Methods: PsA participants underwent a 6-minutes resting-state fMRI brain scan, and questionnaire assessments of nociplastic pain (2011 ACR fibromyalgia criteria) and body pain, assessed using the Numeric Rating Scale (NRS, 0-100). Functional connectivity between insula seeds (anterior, mid, posterior), and the whole brain was correlated with the above pain outcomes correcting for age and sex, and false discovery rate (FDR) for multiple comparisons.

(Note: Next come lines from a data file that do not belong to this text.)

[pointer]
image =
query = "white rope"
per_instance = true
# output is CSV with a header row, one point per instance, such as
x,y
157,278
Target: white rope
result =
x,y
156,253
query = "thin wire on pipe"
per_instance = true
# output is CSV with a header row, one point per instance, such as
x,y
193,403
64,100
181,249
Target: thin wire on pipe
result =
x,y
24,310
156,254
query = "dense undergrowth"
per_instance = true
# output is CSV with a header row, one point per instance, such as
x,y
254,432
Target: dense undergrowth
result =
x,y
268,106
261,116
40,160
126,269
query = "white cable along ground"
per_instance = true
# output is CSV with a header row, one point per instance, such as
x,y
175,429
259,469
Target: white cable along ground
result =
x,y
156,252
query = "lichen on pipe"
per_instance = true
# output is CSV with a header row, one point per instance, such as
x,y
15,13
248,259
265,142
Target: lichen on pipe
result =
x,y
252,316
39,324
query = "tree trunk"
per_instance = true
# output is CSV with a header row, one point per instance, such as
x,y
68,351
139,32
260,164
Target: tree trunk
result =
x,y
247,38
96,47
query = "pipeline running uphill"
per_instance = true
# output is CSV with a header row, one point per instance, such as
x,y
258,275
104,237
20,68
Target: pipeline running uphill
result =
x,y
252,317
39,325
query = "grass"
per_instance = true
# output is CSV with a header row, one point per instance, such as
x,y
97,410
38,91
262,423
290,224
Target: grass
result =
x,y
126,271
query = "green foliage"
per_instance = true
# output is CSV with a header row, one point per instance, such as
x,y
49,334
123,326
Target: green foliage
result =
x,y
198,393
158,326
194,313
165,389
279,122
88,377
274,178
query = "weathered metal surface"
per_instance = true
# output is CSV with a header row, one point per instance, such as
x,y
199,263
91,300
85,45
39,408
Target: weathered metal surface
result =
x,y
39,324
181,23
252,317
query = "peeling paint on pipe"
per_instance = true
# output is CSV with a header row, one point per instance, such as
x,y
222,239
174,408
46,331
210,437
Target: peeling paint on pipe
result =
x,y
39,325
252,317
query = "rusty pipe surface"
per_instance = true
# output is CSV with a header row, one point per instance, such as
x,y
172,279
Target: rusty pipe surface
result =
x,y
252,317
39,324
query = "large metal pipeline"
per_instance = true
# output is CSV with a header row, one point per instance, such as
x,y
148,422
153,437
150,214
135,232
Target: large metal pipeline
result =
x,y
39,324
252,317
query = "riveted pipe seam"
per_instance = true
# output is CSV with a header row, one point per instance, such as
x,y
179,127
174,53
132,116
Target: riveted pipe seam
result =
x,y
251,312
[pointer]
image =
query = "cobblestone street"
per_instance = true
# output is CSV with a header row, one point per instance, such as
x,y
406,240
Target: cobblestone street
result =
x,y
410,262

Results: A total of 46 participants were included (age 49 ± 11.2; 52% female; FM score 12.5 ± 5.7; overall pain 34.8 ± 23.5). PsA participants with higher fibromyalgia scores displayed increased connectivity between: (1) right anterior insula to DMN (P < 0.05), (2) right mid and left posterior insula to parahippocampal gyri (P < 0.01 FDR); and (3) right mid insula to left frontal pole (P = 0.001 FDR). Overall pain was correlated with connectivity of left posterior insula to classical nociceptive regions, including thalamus (P = 0.01 FDR) and brainstem (P = 0.002 FDR).
Conclusion: For the first time, we demonstrate objectively that nociceptive and nociplastic pain mechanisms co-exist in PsA. PsA pain cannot be assumed to be only nociceptive in origin and screening for nociplastic pain in the future will inform supplementary analgesic approaches.
Keywords: Chronic pain; Fibromyalgia; Insula; Neuroimaging; Psoriatic arthritis.
© 2025. The Author(s).
Conflict of interest statement
Declarations. Ethics approval and consent to participate: The study received ethical approval from the West of Scotland Research Ethics Committee (ref 19/WS/0033). All participants provided written informed consent in accordance with the Declaration of Helsinki. Consent for publication: Not applicable. Competing interests: The authors declare no competing interests.